Wer in der Schweiz CO₂ verursacht, muss dafür bezahlen. Ob Privatperson, KMU oder Grosskonzern – wer fossilen Brennstoff oder Treibstoff verbraucht, blecht dafür. Für die grossen Player der Branchen, die am meisten Brennstoffemissionen verursachen – also beispielsweise die Metall- oder Zementindustrie –, ist die Teilnahme am EHS obligatorisch. Grosskonzerne aus anderen Branchen, wie zum Beispiel der Holz- oder Chemieindustrie, dürfen freiwillig mitmachen.

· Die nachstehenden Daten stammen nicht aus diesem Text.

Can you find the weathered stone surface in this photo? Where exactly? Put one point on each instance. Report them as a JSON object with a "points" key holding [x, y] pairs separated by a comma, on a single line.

Dem Grossteil der Schweizer Firmen ist die Teilnahme am Emissionshandelssystem untersagt – sie bezahlen pro Tonne Klimagas aus fossilen Brennstoffen 120 Franken CO₂-Lenkungsabgabe, genauso wie es Privatpersonen auch tun.
Ein Drittel der Einnahmen aus der CO₂-Lenkungsabgabe wird in Klimaschutzprojekte investiert. Zwei Drittel fliessen zurück an Bevölkerung und Wirtschaft. «Die Idee ist, dass Personen und Firmen, die klimafreundlich leben und wirtschaften, mehr zurückerhalten.» Bei Privatpersonen geschieht dies über einen Abzug von der monatlichen Krankenkassenprämie, bei Firmen wird dieser proportional zur versicherten AHV-Summe zurückerstattet. Für viel Unmut sorgt, dass auch EHS-Firmen Geld aus diesem Topf erhalten, obwohl sie nichts einbezahlt haben – somit ergibt sich für sie ein (weiterer) Vorteil gegenüber dem Rest der Schweiz.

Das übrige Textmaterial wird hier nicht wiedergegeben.